# When are these adder algorithms used in digital circuit design?

Whenever I need to add two numbers, I just write a+b in VHDL. I never have to bother about what is synthesized, as long as timing and area constraint is met I think the objective is achieved.

I have recently came across these: Brent–Kung adder, Kogge–Stone adder and Ling adder. I literally never heard of these although I have been writing VHDL for FPGAs for many years now. Are these algorithms actually ever used in real life?

• Unless you're designing adder units to go into FPGAs (rather than just using the ones provided by the vendor) I imagine you wouldn't really have a reason to think about the exact algorithm (which likely depends on intricate details like the cost, power and delay of individual gates on the vendor's target node). Sep 5, 2022 at 2:54
• Synthesis will typically implement a+b using the least logic that fulfils your timing constraints. It may even switch between any or all of these algorithms as you ratchet up the clock speed constraint. So yes they are used in real life, but unless you are writing a synthesis tool you may never have to worry about them.
– user16324
Sep 5, 2022 at 9:52
• I was reading about a book on floating point unit hardware design. This is where I came across these algorithms. What struck me the hardest was that I never heard of these in my life before. I only know about the ripple and carry look ahead adders. Sep 5, 2022 at 16:27
• Wikipedia has a category on binary adders which list the types you mentioned, and others. The individual pages on each type of adder give suggestions for further reading. There is also a category on binary arithmetic which covers a wider range of topics. Sep 6, 2022 at 14:10

They definitely can be if you're doing VLSI design. On FPGAs, the fabric will generally be designed with various standard operations in mind, especially building efficient adders. So you really just want to use "+" and then let the tools implement the optimized adder structure that uses all of the hard carry chain logic and what not. While there is nothing preventing you from building your own adder, it's probably not going to beat what the tools do for "+" that's optimized for the actual FPGA fabric.

Now, there may be a few exceptions to this if you're trying to do something particularly non-standard. For instance, if you need an adder tree. Some tools might be smart enough to know about adder trees and construct efficient ones in the fabric. Others might not, in which case making your own explicit adder tree might be more efficient.

I literally never heard of these although I have been writing VHDL for FPGAs for many years now.

What struck me the hardest was that I never heard of these in my life before.

I learn something new every day and I've been at it for decades, so not hearing about something is not unusual. We all get used to it. You should expect such experiences every day if you'll be exploring things in great detail, in any field, pretty much.

There are probably hundreds of floating point and integer block designs used on chips that neither of us have heard about.

I've not heard about those algorithms either, and I've designed floating point hardware from discrete elements (not on a chip though, and only for hobby projects).

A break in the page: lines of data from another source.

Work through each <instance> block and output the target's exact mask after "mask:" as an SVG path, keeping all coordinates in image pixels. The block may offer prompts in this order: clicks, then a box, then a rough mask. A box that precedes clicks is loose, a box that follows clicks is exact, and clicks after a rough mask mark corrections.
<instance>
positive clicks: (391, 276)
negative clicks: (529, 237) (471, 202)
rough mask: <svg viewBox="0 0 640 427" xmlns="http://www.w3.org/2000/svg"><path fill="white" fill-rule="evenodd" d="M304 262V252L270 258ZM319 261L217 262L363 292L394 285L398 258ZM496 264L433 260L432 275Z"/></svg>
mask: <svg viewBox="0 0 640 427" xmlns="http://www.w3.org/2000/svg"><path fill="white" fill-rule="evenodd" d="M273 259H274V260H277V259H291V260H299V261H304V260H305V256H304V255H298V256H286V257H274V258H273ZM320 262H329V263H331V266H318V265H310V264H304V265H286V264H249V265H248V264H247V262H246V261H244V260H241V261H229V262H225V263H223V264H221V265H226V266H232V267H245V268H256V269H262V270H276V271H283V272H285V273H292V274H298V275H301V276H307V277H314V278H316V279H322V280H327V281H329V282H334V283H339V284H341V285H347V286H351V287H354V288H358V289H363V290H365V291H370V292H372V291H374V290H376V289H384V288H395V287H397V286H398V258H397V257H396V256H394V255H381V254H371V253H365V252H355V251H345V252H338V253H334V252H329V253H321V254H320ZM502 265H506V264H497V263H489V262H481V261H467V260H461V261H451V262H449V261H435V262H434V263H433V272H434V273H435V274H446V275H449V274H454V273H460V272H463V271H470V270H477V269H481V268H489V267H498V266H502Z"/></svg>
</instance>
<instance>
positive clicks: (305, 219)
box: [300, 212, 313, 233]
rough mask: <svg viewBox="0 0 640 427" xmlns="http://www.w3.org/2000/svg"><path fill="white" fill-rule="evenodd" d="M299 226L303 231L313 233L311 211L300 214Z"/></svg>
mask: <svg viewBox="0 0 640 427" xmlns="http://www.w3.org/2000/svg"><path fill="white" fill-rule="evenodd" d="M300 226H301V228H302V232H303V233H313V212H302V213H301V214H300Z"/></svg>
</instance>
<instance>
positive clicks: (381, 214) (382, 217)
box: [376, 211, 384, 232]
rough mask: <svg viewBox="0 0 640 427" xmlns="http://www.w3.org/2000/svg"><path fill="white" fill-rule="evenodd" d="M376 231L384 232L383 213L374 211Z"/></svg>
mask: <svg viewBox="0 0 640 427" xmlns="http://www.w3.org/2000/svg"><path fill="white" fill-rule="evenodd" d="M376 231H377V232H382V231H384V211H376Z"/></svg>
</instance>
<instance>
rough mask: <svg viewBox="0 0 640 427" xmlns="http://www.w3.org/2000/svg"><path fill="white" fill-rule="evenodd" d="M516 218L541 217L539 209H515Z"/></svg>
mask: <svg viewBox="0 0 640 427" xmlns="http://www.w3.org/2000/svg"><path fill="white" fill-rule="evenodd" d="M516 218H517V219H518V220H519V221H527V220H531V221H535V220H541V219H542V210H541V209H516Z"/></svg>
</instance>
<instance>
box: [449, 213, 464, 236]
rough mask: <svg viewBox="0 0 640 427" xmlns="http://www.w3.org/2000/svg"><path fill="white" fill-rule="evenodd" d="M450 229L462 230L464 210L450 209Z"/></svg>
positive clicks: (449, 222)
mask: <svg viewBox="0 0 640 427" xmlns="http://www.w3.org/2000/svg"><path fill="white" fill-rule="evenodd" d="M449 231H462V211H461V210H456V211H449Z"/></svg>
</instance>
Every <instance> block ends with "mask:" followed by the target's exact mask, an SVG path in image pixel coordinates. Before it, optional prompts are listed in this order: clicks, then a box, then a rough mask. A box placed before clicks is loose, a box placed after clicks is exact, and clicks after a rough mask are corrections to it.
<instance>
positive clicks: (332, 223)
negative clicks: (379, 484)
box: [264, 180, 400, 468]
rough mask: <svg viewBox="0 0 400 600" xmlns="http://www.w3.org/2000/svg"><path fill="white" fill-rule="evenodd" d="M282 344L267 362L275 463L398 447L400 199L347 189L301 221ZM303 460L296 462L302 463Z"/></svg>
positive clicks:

The reason I haven't heard of them is that the problems these algorithms solve doesn't quite arise in hobby circumstances, unless your hobby is chip design. When making an adder from discrete gates or even discrete transistors, interconnect density and capacitance are rarely a problem, or can be addressed with only a minor cost. When designing an IC, on the other hand, you've got to deal with the so-called logical effort due to gate- and wire capacitances driving the design, essentially, and the transistor sizes have to be scaled according on how far they drive and how many gates.

Thus, those algorithms don't necessarily optimize computational complexity but interconnect complexity, or more specifically die area taken up by a given arithmetic function. Usually the die area and the interconnect complexity go hand-in hand if you keep the number of gates "constant".

On a chip, a gate is basically free, and nearby gates add very little to signal propagation times. Even on an ancient CMOS process that was hot news 20 years ago, gates switch well under 1ns. It's the interconnect length and branching that slows everything down.

That's also why some "computationally light" algorithms are not optimal on chips, and doing more computations or even repeating some computations locally can speed things up dramatically as long as it decreases the interconnect.